In our previous post, we discussed the observables in an unsupervised setting: the label voting patterns of the recognizers. In this post we will discuss how we can use the frequency of these voting patterns to create a system of equations that can be used for unsupervised inference. We will use the case of three recognizers carrying out a binary labeling task for ease of discussion but hasten to add that the formalism works for any number of labels.

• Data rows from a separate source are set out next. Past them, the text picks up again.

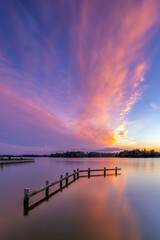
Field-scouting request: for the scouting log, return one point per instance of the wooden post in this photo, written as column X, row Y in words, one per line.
column 88, row 172
column 61, row 182
column 77, row 173
column 26, row 197
column 66, row 178
column 74, row 176
column 115, row 170
column 47, row 189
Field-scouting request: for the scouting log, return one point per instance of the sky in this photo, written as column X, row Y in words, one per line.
column 79, row 75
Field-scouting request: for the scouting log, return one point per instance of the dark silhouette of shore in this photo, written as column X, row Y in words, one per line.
column 135, row 153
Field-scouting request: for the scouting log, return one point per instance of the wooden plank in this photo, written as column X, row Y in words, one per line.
column 67, row 176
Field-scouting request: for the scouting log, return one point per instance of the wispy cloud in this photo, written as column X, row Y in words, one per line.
column 154, row 105
column 76, row 80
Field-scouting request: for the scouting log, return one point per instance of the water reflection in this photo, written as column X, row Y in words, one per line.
column 123, row 207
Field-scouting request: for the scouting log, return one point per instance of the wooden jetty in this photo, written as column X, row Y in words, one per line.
column 64, row 179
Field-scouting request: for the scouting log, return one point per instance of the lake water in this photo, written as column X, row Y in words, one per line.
column 124, row 207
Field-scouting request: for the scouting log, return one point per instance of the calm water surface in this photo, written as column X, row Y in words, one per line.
column 122, row 207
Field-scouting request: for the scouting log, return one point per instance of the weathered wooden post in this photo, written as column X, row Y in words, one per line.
column 115, row 170
column 88, row 172
column 26, row 197
column 74, row 176
column 66, row 178
column 77, row 172
column 61, row 182
column 47, row 189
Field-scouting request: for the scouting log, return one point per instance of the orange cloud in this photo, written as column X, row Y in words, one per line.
column 109, row 50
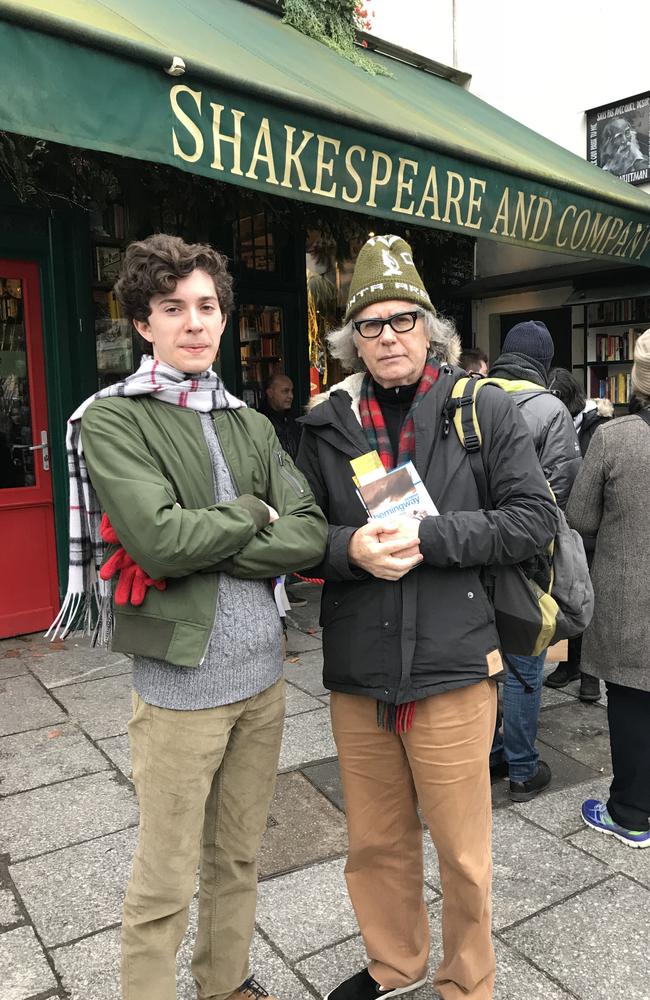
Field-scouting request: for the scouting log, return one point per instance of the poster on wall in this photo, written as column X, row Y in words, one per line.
column 618, row 137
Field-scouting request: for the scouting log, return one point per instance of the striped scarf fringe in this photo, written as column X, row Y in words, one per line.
column 394, row 718
column 87, row 606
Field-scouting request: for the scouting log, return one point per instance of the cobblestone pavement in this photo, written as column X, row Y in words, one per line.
column 570, row 907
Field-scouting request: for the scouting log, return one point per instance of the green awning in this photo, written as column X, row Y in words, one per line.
column 262, row 106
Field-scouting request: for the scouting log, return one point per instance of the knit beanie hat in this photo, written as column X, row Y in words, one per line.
column 385, row 270
column 532, row 339
column 641, row 366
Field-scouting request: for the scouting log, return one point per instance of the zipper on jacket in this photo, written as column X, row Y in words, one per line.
column 284, row 472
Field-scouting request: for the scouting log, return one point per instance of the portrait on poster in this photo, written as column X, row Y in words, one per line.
column 618, row 137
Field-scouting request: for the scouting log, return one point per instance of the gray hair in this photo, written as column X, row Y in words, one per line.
column 444, row 342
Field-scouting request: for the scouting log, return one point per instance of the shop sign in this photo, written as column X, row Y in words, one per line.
column 281, row 152
column 618, row 138
column 98, row 100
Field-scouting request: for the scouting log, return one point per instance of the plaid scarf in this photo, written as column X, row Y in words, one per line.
column 88, row 598
column 374, row 425
column 394, row 718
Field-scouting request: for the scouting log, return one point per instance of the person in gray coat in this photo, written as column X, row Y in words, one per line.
column 526, row 359
column 610, row 500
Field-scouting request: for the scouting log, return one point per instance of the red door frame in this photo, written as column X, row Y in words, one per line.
column 16, row 501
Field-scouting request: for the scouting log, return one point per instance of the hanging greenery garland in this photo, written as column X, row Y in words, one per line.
column 334, row 23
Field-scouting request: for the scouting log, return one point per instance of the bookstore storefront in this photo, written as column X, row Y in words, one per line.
column 283, row 156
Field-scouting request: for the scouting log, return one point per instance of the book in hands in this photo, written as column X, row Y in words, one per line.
column 399, row 493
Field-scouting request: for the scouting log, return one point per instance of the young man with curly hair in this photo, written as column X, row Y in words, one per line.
column 203, row 509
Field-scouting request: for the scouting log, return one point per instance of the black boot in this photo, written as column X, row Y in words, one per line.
column 563, row 674
column 589, row 688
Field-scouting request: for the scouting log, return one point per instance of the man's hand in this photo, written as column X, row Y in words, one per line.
column 403, row 533
column 379, row 548
column 273, row 514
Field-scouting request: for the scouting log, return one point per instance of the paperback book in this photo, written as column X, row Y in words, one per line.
column 399, row 492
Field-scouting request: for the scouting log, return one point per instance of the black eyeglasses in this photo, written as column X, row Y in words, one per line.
column 370, row 329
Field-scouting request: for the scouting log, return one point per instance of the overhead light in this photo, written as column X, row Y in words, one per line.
column 177, row 67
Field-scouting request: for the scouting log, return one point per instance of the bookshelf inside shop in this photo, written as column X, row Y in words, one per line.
column 260, row 348
column 114, row 334
column 608, row 331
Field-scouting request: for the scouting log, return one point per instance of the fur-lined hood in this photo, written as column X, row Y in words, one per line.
column 352, row 383
column 605, row 408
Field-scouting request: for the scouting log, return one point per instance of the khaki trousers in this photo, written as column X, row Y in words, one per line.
column 442, row 764
column 204, row 780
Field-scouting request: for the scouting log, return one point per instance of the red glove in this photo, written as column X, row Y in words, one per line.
column 133, row 581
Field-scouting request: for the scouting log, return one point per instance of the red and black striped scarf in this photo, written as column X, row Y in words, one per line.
column 395, row 718
column 374, row 425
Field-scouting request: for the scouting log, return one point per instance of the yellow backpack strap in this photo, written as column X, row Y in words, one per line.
column 465, row 420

Take one of the eight possible label voting patterns that the three recognizers can produce. We will use the label voting pattern $\{A,B,A\}$ where $A$ and $B$ represent our two labels. The inference equation for this voting pattern is,
$$\color{red} f_{\{A,B,A\}} = p(\{A,B,A\} | A)p(A) + p(\{A,B,A\} | B)p(B).$$
The frequency of the $\{A,B,A\}$ voting pattern is equal to the number of times the recognizers where presented with a data point with correct label $A$ and they outputted the labels $\{A,B,A\}$ plus the number of times the recognizers where presented with a data point with correct label $B$ and they outputted the said voting pattern. Similar equations can be written for each of the eight label voting patterns.

Each of these equations relates an observable, the frequency of a label voting pattern, that we can measure without any knowledge of the correct labels for the data points to two types of statistical quantities we would like to know: the prevalence of the labels in the data, $p(\ell)$, and the conditional recognition probabilities, $p(\text{votes} | \ell).$

We can immediately deduce from these equations that carrying out unsupervised inference when the recognizers are completely correlated is impossible. For example, if the three recognizers are completely correlated they would output just two patterns $\{A,A,A\}$ and $\{B,B,B\}$. This observation could be explained as one of two cases. The recognizers are perfect and the observed frequency of the two voting events gives us the prevalence of the $A$ and $B$ labels in the data. Or, they are imperfect and there are an infinity of solutions for the prevalences and conditional recognition probabilities.

The interesting science occurs in the window of opportunity that these equations create. We will show on our next post how there is a minimum number of recognizers that are needed to carry out unsupervised inference. And that as long as the recognizers are not too correlated, it is possible to solve the joint unsupervised inference problem for the labeling task.